Using CapFriendly’s comparable tool:
Each of these players would go on to sign short term deals with their respective teams. All three deals are extremely similar:
Alex Galchenyuk is the best comparison to Bennett. The third overall pick in 2012 had similar numbers to Bennett’s through their first few seasons. For that type of production, Galchenyuk earned a two year short term deal with the Canadiens. Galchenyuk went on to collect 100 points in 143 games over the term of that deal, which provided immense value for Montreal. This would be an ideal situation for both the Flames and Bennett, as it turns into an easy win-win situation.
So what does this mean in terms of the Flames and Bennett coming to a deal? It suggests that a short term deal could, and should, be the way to go again. There is still much we don’t know about Bennett. There still exists the potential to surprise, as he has the talent for it, and giving up on him now could seem like a disservice to the player. At only 22 years of age, there is still room to grow — and that’s not just talking about his mustache.

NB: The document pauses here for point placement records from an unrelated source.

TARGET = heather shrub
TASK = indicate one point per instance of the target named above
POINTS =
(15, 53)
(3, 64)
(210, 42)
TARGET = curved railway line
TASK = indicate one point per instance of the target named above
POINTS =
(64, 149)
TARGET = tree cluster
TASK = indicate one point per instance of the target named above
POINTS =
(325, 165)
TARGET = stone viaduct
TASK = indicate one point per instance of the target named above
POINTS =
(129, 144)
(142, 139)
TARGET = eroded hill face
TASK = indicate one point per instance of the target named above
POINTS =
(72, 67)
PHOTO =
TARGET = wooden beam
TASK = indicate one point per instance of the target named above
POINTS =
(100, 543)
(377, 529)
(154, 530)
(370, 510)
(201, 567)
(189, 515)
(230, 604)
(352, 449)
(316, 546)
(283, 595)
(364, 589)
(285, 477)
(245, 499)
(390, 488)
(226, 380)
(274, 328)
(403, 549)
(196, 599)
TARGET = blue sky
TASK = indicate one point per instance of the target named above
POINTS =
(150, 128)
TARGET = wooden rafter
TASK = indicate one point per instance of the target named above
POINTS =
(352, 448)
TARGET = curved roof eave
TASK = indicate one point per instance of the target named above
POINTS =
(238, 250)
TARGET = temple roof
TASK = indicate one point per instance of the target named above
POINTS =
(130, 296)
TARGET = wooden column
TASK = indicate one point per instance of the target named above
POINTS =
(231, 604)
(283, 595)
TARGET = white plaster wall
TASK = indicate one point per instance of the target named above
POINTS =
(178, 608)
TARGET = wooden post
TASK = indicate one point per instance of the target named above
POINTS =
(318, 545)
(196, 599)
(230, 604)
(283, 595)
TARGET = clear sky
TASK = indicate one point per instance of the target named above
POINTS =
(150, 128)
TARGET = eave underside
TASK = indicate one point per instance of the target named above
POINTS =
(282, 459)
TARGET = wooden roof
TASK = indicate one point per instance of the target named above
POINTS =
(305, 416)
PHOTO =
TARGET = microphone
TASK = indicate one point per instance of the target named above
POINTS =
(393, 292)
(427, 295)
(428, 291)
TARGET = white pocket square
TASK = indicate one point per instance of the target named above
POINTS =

A short term deal will help the Flames continue to help Bennett progress in his NHL career. At the same time, this will allow Bennett to prove his worth and give him a better chance to “cash in” when the deal expires, should he live up to the expectations.
Looking at Bennett’s best comparables, we could be looking at a contract somewhere between $3.00M to $3.25M rage on a two or three-year term. These numbers are based on the projected $82M salary cap, and taking into consideration what Bennett’s comparables made on their deals. The lower limit is the average of what Lindholm earned (3.70%) and the upper is based on Tatar’s deal (3.99%). Of course with the cap number yet to be finalized, these numbers could ultimately change.
Of course from Bennett’s perspective, he could be looking for either additional term or money based on the fluctuating state of RFA contracts. Although not guaranteed to price himself out of Calgary’s budget, Bennett could ultimately force the team’s hand into an unwanted scenario. He is a massive fan favourite, and it would be tough to see him go, but if he provides value in a trade scenario then it would be worthwhile to investigate.
This could be the last kick at the can for Bennett in Calgary. With the team on the verge of being a perennial contender, they could really use a player of Bennett’s style to step up and prove his worth, and also earn himself a better contract down the road. The Flames currently sit with $12.458M in cap space (assuming an $82M cap). He’s known as a tough negotiator, and it looks like Treliving will have to play some Tetris to fit Bennett in.